LightReader

Chapter 4 - The Silent Message

He took a final drag, flicked the cigarette to the floor, and ground it out beneath his shoe.

"Look," he said, voice dropping. "You work for me because you're smart. Loyal. And you don't ask questions that make me regret hiring you."

"I've never asked a question you didn't already know the answer to."

He smiled thinly. "That's why I like you."

She stepped back. "Then act like it. Because if Romano makes a move, and you let it happen — don't think I won't find out why."

Navarro's smile faded.

"You really think you can threaten me?"

"I don't need to," she said, turning away. "You're already scared."

He said something as she walked off — she didn't hear it.

Didn't want to.

She tossed the flower box into the nearest dumpster before getting into her car. No ceremony. No second glance.

The engine started. The music came on.

Static.

She turned the dial, adjusted the station.

Still static.

The silence roared louder than anything else.

.....

Lina's apartment wasn't fancy.

One-bedroom, fourth floor, old building with a fire escape that creaked in the wind. A place where no one asked questions and everyone minded their own goddamn business.

She liked it that way.

Tonight, though, the air felt too still — like the silence inside had teeth.

She double-locked the front door. Checked the window latches. Poured herself a glass of wine, left it untouched. Changed into a tank top and sleep shorts, then paced the perimeter of her space like it was a war map.

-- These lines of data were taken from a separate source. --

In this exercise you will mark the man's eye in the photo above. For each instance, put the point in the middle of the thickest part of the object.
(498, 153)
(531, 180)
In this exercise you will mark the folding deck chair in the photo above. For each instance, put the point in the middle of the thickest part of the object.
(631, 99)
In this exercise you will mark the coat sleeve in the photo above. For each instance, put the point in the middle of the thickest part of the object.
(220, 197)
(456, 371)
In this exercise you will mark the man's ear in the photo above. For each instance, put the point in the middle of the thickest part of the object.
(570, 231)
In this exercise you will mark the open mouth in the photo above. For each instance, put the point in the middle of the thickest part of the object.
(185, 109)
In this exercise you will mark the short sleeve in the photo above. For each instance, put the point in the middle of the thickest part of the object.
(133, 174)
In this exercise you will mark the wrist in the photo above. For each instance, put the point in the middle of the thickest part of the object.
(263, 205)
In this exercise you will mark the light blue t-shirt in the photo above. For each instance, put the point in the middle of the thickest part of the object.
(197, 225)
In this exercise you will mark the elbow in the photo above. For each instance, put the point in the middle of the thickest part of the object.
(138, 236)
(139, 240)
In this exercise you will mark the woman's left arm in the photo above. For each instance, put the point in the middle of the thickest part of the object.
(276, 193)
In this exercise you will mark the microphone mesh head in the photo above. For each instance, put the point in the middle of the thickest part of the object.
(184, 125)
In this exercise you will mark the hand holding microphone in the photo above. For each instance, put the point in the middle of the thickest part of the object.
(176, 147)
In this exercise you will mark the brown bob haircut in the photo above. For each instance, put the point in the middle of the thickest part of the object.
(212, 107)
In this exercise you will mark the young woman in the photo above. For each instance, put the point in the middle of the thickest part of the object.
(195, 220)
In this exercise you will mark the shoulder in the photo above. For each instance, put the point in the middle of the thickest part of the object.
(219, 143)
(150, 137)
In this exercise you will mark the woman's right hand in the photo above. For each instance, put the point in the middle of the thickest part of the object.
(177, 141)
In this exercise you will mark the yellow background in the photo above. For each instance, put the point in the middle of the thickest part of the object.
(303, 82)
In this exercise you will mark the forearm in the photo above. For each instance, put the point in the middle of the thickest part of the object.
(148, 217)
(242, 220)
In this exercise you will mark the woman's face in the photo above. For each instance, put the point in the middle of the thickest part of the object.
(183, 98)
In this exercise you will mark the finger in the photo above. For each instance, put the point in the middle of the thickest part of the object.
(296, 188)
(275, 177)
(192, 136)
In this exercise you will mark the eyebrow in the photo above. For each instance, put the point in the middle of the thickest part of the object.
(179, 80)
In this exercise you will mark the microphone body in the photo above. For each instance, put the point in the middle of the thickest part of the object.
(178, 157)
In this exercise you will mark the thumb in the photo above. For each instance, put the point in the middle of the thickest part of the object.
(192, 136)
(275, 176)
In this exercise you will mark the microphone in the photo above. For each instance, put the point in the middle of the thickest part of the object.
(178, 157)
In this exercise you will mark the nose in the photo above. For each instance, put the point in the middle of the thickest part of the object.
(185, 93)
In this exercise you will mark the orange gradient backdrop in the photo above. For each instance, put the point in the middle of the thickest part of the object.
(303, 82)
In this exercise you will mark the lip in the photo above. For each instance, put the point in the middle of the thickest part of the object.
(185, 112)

There was no knock. No message. No new note.

Just… stillness.

Until 1:08 AM.

That's when the handle turned.

Softly. Slowly.

No knock. No voice. Just the subtle click, click of metal meeting resistance.

She froze, the hairs on her arms standing up like a chorus of alarms. Her phone was in her hand before she realized she'd grabbed it.

She crept to the door, bare feet soundless on the hardwood. Through the peephole, she saw no one — but that didn't mean nothing was there.

She held her breath.

The handle didn't move again.

Seconds passed.

Then footsteps — faint, fading — moved away down the hall.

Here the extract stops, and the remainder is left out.